Shot by Lance Acord (Spike Jonze’s go-to) on 35mm reversal stock, the pic’s visuals—washed-out at times, luminous at others—are a distinguishable character all their own, evoking the fuzzy-warm embrace of a vintage home movie or a well-thumbed Polaroid. Sprinkled with inventive little touches (a solemn spotlight appearing on Ricci, for instance, as she breaks into an impromptu tap dance), Acord’s work imbues the film with a dreamy air of timelessness.

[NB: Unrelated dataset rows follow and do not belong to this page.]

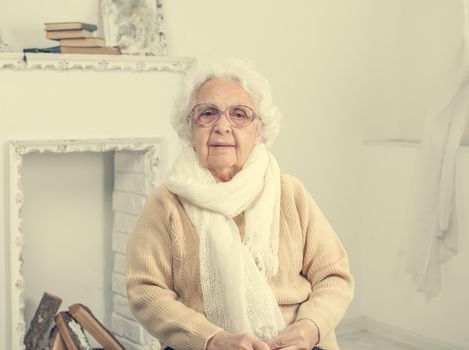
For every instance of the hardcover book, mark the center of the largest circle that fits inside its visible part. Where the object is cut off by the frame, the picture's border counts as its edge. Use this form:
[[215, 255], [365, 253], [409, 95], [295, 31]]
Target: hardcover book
[[71, 332], [91, 50], [69, 34], [86, 42], [69, 26], [42, 320], [55, 340], [86, 318], [106, 50]]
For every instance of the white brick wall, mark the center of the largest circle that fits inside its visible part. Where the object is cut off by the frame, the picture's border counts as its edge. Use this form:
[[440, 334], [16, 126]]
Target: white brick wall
[[119, 263], [132, 184], [127, 328], [119, 242], [120, 306], [128, 345], [124, 223], [128, 203], [129, 161]]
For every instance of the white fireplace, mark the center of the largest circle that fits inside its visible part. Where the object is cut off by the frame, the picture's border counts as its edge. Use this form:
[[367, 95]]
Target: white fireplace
[[127, 144]]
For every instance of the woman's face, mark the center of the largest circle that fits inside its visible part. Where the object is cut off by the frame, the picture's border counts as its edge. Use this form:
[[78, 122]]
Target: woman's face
[[223, 148]]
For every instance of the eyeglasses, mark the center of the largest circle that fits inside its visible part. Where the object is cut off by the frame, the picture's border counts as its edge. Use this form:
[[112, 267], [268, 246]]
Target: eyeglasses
[[206, 114]]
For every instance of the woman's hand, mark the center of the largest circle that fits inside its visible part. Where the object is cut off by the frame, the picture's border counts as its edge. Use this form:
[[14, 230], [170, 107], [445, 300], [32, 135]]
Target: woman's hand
[[302, 334], [234, 341]]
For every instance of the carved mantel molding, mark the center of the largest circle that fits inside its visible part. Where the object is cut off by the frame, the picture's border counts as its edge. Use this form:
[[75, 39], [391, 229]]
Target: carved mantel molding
[[63, 62]]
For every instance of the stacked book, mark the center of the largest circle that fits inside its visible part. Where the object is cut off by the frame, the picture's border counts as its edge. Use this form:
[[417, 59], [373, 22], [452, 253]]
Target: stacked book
[[68, 327], [78, 37]]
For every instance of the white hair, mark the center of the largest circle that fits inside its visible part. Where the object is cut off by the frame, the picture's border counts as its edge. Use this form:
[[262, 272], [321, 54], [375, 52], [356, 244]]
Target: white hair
[[249, 79]]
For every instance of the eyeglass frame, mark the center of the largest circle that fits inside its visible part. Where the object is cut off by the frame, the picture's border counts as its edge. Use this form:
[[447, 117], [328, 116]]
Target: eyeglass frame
[[222, 112]]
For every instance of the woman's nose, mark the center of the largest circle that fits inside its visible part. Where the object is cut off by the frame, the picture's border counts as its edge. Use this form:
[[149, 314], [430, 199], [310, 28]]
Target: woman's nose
[[222, 125]]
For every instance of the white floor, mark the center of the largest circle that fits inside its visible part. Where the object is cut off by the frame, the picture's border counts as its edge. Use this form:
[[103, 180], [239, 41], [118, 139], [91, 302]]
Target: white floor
[[364, 340]]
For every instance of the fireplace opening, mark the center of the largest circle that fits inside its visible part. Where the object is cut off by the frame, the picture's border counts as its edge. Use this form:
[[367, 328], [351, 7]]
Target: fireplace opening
[[73, 205], [67, 230]]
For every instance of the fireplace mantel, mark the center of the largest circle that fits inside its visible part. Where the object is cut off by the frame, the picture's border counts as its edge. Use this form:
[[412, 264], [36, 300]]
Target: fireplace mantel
[[133, 63]]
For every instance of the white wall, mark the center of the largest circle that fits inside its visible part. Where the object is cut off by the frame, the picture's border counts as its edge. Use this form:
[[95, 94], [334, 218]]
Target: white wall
[[336, 68], [387, 203]]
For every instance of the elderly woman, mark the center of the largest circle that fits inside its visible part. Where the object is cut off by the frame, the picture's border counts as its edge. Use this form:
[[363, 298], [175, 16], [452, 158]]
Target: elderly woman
[[229, 253]]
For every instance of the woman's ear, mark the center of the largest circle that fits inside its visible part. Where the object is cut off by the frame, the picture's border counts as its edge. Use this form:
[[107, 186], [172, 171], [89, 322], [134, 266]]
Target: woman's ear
[[259, 132]]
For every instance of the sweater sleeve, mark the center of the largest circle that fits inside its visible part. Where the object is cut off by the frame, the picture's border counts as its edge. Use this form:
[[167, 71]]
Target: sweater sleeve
[[152, 298], [325, 265]]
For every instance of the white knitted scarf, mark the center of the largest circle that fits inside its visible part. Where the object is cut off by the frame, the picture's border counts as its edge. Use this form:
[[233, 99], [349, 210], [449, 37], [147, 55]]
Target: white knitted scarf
[[233, 273]]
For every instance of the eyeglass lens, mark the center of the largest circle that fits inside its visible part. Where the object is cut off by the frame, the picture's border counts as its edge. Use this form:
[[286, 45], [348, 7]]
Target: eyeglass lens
[[207, 115]]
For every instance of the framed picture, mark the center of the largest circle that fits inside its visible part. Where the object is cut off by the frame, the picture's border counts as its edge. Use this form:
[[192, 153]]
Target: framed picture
[[136, 26]]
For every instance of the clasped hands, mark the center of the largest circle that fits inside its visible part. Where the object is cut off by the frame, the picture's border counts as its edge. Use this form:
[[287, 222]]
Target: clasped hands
[[302, 334]]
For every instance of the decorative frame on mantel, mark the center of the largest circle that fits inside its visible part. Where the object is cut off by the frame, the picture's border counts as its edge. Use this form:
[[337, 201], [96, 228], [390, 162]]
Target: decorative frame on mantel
[[52, 61], [149, 147]]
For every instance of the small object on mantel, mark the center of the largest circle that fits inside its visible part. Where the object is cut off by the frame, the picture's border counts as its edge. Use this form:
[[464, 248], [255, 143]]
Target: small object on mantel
[[83, 42], [69, 34], [105, 50], [45, 312], [50, 26], [71, 332], [86, 318]]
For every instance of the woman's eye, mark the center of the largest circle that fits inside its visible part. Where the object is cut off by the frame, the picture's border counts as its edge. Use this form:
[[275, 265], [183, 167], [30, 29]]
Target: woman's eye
[[209, 113], [239, 114]]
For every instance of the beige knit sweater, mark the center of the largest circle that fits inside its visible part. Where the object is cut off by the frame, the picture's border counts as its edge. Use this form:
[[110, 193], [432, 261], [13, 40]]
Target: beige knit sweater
[[163, 283]]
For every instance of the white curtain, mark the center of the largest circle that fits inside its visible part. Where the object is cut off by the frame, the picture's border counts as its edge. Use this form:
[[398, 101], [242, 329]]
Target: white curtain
[[434, 239]]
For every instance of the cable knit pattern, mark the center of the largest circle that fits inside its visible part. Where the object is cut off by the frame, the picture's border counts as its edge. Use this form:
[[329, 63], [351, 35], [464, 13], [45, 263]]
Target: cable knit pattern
[[163, 281]]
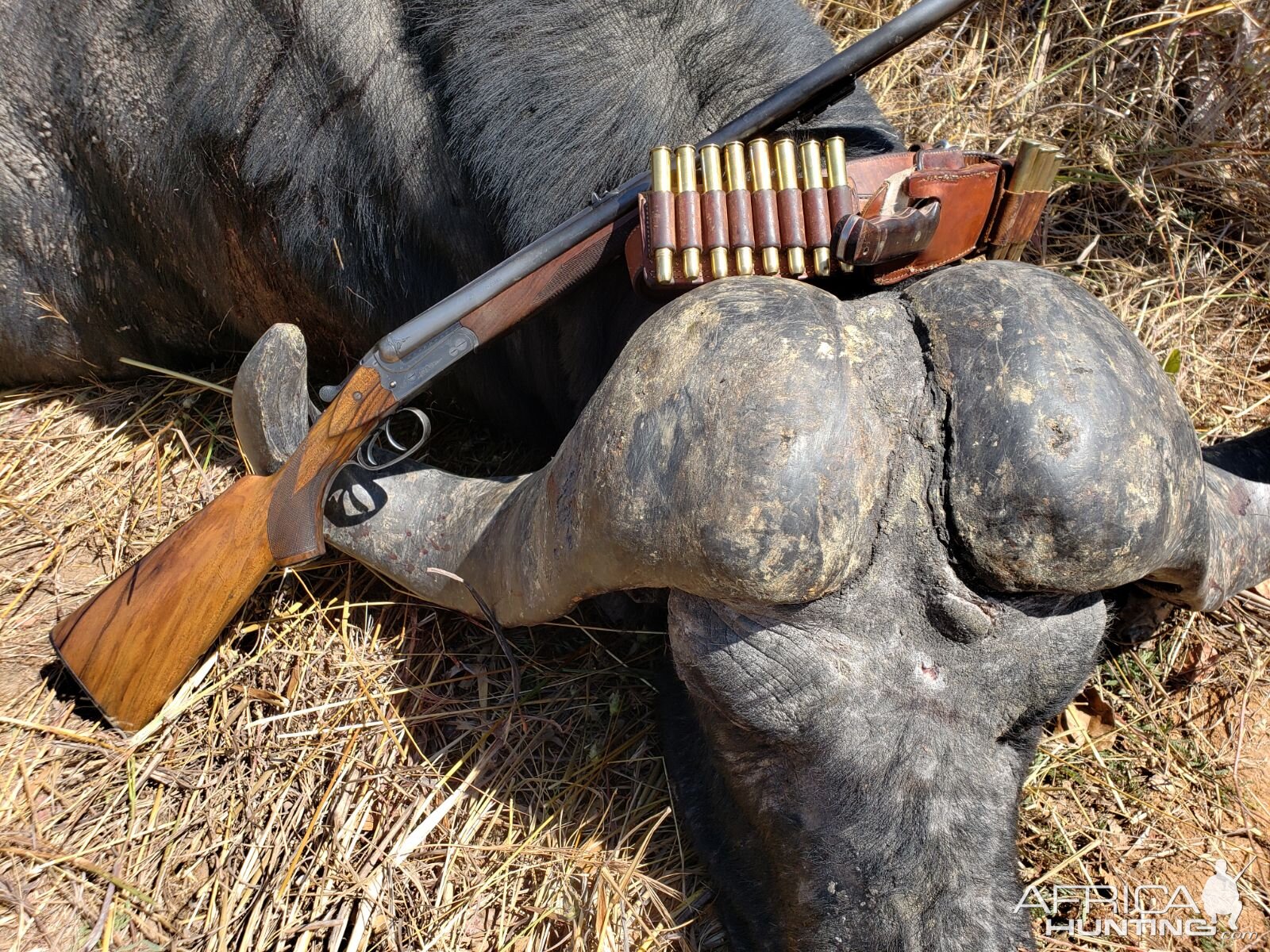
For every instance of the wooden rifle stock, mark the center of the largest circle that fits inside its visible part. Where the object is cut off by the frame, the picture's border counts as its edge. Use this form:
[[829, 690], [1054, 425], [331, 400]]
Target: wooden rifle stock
[[133, 643], [137, 640]]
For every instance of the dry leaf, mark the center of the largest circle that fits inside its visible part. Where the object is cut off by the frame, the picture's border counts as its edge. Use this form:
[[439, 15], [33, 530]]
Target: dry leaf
[[1091, 717]]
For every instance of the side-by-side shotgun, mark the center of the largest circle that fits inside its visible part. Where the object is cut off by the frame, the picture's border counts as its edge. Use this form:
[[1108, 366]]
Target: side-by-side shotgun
[[135, 641]]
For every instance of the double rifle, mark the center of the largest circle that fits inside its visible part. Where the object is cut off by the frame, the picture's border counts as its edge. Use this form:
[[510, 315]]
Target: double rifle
[[135, 641]]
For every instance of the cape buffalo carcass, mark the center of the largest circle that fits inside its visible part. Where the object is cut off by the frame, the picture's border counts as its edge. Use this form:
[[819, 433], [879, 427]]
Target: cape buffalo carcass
[[874, 606]]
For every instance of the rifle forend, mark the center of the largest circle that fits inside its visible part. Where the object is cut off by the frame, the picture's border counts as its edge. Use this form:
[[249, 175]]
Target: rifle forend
[[133, 643]]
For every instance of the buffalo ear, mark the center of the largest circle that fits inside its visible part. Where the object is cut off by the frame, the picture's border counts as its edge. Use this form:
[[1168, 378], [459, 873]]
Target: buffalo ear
[[1226, 546], [271, 399]]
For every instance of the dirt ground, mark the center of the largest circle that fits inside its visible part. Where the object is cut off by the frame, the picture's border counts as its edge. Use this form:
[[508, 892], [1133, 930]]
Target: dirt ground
[[347, 770]]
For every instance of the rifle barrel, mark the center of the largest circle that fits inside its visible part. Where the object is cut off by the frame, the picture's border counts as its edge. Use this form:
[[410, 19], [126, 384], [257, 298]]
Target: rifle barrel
[[806, 97]]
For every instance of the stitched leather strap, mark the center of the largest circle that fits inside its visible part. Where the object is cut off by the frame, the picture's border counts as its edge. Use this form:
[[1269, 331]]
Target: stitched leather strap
[[952, 205]]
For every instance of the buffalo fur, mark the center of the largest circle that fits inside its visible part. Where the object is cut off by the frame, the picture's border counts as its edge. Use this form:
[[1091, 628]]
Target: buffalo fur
[[177, 177]]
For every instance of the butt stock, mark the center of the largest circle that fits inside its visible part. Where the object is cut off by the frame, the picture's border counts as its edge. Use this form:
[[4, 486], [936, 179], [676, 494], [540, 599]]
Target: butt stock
[[133, 644]]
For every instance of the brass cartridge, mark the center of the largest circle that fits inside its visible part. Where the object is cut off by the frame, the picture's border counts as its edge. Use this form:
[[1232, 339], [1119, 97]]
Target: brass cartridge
[[664, 257], [836, 160], [765, 205], [690, 232], [711, 184], [741, 222], [787, 179], [816, 201]]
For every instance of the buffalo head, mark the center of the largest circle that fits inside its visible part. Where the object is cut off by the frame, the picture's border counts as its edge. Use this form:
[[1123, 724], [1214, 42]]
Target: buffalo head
[[886, 527]]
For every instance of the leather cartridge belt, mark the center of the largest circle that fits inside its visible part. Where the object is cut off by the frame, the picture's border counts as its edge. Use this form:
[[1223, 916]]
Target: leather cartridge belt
[[804, 211]]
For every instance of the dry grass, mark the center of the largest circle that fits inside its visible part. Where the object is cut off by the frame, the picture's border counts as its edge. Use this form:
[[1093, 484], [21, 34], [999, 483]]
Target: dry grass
[[347, 771]]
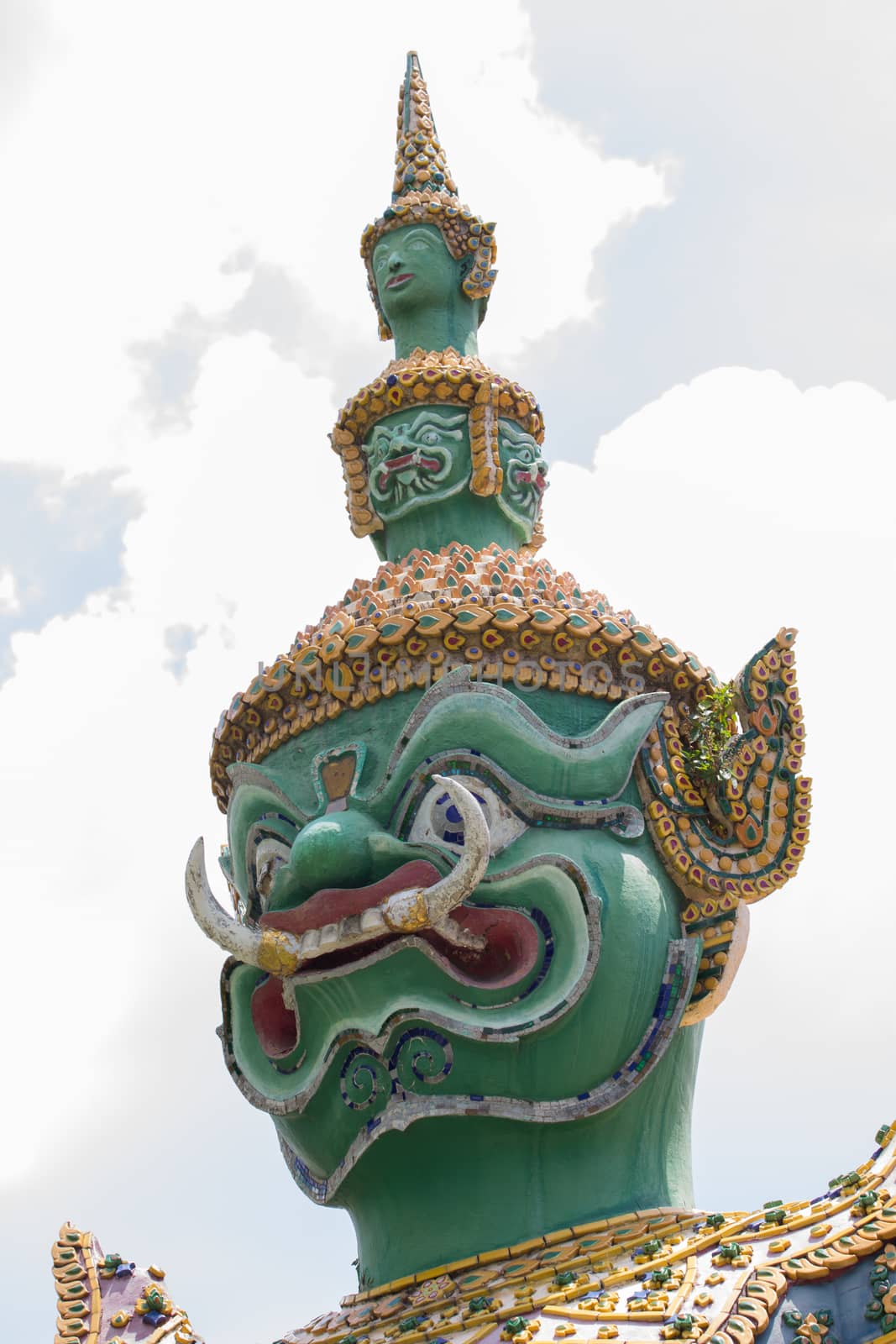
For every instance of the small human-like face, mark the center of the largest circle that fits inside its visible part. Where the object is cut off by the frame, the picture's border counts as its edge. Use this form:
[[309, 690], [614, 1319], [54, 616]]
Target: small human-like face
[[412, 270]]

Ultimately, it is the sweet final stretch—staged within the walls of a motel bedroom—that lingers: first, Gallo and Ricci lying awkwardly in bed . . . tentative, with spines turned . . . then, at last, holding each other, Ricci pulling Gallo into her bosom like a mother cradling her infant. It’s a tender, wordless moment that says more than dialogue ever could. Then, when Billy goes to buy a hot chocolate for Layla, the way he refers to her as his “girlfriend”—with a proud beam and the swagger of a teenager—is a soul-stirring sight to behold. For once he isn’t lying. He really means it.

Billy’s in love, and it’s beautiful.